Si uno no hace estas diferencias –algo esquemáticas, es cierto–, corre el albur de pensar la obra de Aira como un todo indiscernible, donde cada novela no cumple otra función que la de ilustrar una idea previa, la que se tiene sobre la obra de Aira como conjunto. De ahí a calcar las explicaciones que el propio autor da de sus libros no hay más que un paso. Es el escollo con el que tropieza una y otra vez la crítica al querer dar cuenta de estos libros escurridizos.

Por otro lado, ¿tiene algún sentido acaso dar cuenta del argumento de una novela de Aira, de los vericuetos que presenta la trama? Aquí, parece, hay que seguir el ejemplo de los sueños. Dado que no cabe la negación, ante una disyuntiva en el mundo onírico la respuesta es siempre afirmativa. “¿Té o café?” “Sí.” Entonces, cuando uno pregunta si tiene o no sentido, hay que sopesar ambas posibilidades.

Pensado como escritor conceptual, de Aira solo interesarían sus gestos sobre el campo literario general, aquello que lo aproxima al arte contemporáneo y, yendo a lo concreto del campo de la novela, la imposibilidad de asir una forma en continuo movimiento, capaz de licuar todo saber, toda especialización. Sin embargo, esta manera de encarar el asunto pasa por alto la felicidad de sus invenciones, es decir, tanto de sus frases (como en pocos escritores, quizá por el ejercicio de la escritura manuscrita, se notan escritas una después de la otra), como de sus argumentos de disparatada lógica, en los que prima la dificultad de anticipar la sorpresa sin efecto. En ese precario equilibrio de segundo grado también se juega la lectura de Aira.

La trama, si es posible

La princesa primavera, entonces. Fábula sin goznes, cuento de hadas que haría retorcer a los hermanos Grimm y cuya hechura Aira supo templar, entre otras, en La guerra de los gimnasios. Su protagonista, la princesa en cuestión, habita un castillo en una isla panameña y pasa sus días como traductora profesional de novelas comerciales piratas para solventar los gastos que implica el mantenimiento de la servidumbre. La rutina, apacible aunque laboriosa, se ve interrumpida por la invasión acaso inminente del alegórico General Invierno y de Arbolito de Navidad, su caricaturesco secuaz. En una sucesión interminable de eventos, cuyo espectro va del melodrama paródico del amor cortés al zafarrancho belicista como puro efecto, con decorados de paspartú y aperos de utilería, hay personajes cuya constitución resulta no menos insólita que sus nombres, una momia resucitada por vías mecánicas (en una escena que recuerda tanto a Raymond Roussel como al Virgilio Piñera de La carne de René), así como elocuentes y paradójicas ideas sobre la traducción y la lectura que adquieren visos de poética. Tal rejunte, para dicha o frivolidad, es consecuencia de tomar lo literario al pie de la letra.

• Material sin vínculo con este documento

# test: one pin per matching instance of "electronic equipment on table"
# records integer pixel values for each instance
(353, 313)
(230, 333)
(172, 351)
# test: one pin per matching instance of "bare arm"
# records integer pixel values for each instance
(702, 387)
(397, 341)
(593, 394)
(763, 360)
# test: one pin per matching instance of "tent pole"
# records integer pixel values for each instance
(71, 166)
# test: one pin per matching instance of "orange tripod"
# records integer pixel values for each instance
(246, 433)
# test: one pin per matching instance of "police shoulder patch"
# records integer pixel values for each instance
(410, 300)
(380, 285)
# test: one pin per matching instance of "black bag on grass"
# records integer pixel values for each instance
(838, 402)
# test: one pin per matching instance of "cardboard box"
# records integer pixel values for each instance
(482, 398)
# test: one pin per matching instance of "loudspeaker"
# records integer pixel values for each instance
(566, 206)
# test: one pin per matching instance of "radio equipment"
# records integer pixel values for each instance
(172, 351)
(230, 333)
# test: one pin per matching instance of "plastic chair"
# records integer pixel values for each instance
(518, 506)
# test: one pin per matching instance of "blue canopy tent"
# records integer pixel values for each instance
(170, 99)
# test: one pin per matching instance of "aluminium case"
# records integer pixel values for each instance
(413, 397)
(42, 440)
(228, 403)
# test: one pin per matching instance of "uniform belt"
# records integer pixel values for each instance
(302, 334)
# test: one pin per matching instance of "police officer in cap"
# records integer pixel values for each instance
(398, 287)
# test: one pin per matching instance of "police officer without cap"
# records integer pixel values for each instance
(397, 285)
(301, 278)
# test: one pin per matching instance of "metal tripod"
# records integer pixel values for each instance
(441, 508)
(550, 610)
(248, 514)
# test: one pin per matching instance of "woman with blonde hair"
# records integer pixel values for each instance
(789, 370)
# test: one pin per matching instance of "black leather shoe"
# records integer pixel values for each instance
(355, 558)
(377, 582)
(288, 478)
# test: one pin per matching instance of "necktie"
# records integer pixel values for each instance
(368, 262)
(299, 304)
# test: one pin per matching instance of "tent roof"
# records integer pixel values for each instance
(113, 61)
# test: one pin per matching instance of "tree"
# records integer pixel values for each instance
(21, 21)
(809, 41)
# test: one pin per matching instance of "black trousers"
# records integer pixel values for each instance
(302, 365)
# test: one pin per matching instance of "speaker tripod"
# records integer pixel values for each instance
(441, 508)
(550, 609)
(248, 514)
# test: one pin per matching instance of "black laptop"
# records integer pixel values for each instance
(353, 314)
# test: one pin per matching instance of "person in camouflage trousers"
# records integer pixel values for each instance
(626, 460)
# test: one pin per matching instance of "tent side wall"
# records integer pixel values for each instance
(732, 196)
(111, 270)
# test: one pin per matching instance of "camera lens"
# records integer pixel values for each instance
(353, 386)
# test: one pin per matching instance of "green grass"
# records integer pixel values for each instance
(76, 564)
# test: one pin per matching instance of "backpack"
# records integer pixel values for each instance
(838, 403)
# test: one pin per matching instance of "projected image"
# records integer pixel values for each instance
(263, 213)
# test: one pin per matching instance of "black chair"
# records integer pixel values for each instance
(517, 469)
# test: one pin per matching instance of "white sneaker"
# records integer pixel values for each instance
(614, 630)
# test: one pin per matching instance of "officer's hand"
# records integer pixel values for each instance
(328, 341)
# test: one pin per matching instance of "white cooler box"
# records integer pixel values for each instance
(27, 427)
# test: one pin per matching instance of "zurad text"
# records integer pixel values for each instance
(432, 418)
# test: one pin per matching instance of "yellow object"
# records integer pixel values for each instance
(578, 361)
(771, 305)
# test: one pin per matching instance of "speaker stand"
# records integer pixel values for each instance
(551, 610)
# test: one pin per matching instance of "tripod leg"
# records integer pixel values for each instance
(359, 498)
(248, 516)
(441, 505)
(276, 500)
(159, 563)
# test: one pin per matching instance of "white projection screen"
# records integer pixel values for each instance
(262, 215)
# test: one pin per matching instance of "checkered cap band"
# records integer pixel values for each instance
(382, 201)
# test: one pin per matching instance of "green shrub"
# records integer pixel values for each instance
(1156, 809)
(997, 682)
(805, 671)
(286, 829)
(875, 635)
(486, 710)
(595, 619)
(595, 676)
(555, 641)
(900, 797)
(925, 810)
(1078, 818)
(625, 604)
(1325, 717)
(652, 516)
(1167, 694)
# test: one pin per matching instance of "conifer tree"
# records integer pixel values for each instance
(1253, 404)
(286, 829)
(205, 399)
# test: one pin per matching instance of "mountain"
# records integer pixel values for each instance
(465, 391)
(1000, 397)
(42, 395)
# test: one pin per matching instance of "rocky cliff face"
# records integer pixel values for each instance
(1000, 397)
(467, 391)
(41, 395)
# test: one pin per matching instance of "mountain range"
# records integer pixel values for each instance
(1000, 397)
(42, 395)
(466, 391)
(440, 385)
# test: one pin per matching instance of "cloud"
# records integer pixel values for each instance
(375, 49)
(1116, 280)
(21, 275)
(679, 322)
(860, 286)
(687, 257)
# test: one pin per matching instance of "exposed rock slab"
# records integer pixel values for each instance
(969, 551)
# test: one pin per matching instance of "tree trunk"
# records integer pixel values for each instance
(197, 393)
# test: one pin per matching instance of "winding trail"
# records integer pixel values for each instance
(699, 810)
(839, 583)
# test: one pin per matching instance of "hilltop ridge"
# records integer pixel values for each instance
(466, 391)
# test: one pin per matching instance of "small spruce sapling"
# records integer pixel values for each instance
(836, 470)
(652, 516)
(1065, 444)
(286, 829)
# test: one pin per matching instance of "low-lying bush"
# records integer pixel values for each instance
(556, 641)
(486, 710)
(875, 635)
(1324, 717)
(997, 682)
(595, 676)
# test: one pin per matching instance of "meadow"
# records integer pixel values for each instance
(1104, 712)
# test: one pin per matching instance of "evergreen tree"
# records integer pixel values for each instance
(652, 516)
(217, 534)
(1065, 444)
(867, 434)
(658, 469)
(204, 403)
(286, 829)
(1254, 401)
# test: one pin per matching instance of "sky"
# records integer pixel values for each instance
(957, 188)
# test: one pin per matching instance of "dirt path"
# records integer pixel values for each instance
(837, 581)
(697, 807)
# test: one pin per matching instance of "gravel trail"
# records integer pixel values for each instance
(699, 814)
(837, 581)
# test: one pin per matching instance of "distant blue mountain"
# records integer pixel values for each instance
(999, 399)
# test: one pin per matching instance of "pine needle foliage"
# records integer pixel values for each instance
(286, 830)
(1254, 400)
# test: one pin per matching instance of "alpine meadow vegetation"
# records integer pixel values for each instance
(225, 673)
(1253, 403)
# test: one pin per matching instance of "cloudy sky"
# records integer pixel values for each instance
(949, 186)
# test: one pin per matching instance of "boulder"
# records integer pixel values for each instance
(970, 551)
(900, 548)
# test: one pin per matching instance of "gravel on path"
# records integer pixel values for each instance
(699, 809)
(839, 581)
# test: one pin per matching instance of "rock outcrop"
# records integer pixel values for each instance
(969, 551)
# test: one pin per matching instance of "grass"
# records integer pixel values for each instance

A diferencia de lo ocurrido con otros popes de estelaridad canónica –Borges, sin ir más lejos–, con Aira no ha sido necesario ningún parricidio; al contrario, su obra ha significado una apertura inusitada para generaciones inmediatamente posteriores, una autorización para la levedad sin carga de culpa. Los escritores, por tanto, no han debido de asesinar al padre. En cambio, si la crítica quiere leer a Aira, debe comenzar por matarlo. Una tarea del porvenir.